Effects of Taxation: Corporate Mergers

Effects of Taxation: Corporate Mergers

Effects of Taxation: Corporate Mergers

Excerpt

In this study of the effects of taxation on corporate mergers, the second in the series arising from the research program on the effects of taxation on business conducted through the Harvard Graduate School of Business Administration, financed by a grant from the Merrill Foundation for Advancement of Financial Knowledge, Professors Butters, Lintner, and Cary have combined a description of the relevant aspects of tax law with an analysis of their effects. Taxation may be significant in the absorption of one company by another from two standpoints: it may be a major factor in inducing the sellers to sell or the buyers to buy, and it may greatly influence the form of a transaction once a decision in favor of a merger has been reached. Though the second of these subjects has been widely discussed as an operating problem in business, the first and more fundamental one has not heretofore been analyzed systematically.

The continued establishment of new businesses has been recognized as of general social and political as well as economic importance. The maintenance of existing companies as independent entities is almost equally important. Some government action has been directed towards desired goals at both ends of the life cycle of individual companies.

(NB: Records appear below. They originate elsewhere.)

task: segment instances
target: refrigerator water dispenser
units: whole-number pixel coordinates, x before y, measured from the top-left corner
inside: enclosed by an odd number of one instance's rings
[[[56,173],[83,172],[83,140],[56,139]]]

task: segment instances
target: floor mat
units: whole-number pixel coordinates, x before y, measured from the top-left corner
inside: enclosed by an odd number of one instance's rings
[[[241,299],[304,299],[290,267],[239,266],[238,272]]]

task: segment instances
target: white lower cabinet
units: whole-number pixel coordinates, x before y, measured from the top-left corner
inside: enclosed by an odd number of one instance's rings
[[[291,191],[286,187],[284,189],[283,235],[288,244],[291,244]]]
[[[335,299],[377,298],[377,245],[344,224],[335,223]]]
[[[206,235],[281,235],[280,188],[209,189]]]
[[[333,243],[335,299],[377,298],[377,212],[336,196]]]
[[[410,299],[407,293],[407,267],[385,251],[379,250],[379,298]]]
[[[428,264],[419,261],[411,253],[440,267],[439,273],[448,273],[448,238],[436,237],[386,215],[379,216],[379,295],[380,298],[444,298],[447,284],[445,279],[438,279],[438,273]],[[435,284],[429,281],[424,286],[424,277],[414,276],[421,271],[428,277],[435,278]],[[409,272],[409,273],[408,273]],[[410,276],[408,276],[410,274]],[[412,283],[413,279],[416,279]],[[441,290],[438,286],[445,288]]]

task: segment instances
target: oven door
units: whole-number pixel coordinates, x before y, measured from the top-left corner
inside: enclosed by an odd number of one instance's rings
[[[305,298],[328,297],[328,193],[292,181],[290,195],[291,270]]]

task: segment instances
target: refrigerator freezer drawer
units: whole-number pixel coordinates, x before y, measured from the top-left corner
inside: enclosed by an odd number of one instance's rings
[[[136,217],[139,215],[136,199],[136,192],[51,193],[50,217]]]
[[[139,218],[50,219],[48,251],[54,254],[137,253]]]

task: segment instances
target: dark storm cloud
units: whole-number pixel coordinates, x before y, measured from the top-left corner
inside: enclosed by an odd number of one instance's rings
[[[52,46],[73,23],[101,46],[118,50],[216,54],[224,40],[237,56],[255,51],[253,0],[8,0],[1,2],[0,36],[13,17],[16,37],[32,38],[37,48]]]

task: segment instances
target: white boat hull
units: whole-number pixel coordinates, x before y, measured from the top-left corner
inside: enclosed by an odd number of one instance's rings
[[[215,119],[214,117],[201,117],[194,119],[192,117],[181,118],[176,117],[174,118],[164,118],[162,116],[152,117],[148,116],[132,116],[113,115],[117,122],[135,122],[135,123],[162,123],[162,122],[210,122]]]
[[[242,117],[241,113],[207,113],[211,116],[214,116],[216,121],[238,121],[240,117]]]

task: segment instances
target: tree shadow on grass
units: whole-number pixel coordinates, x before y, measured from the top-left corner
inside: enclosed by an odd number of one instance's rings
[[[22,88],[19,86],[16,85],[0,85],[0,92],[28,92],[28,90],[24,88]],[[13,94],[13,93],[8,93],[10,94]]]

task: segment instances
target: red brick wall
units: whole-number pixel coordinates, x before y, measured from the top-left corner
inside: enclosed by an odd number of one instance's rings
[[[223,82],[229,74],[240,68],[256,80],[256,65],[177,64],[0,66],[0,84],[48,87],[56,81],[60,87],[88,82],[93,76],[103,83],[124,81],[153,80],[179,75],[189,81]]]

Their formation has been encouraged by various forms of credit guarantees and direct lending as well as by the advisory services of the Department of Commerce. And their disappearance through merger has been limited by antitrust legislation. Taxation, however, has been charged with exercising peculiarly perverse influences at both ends by decreasing the availability of funds for new ventures and forcing the sale of many successful, established companies owned by a single family or a small group of investors. The validity of the second of these tax influences is the principal theme of the present investigation.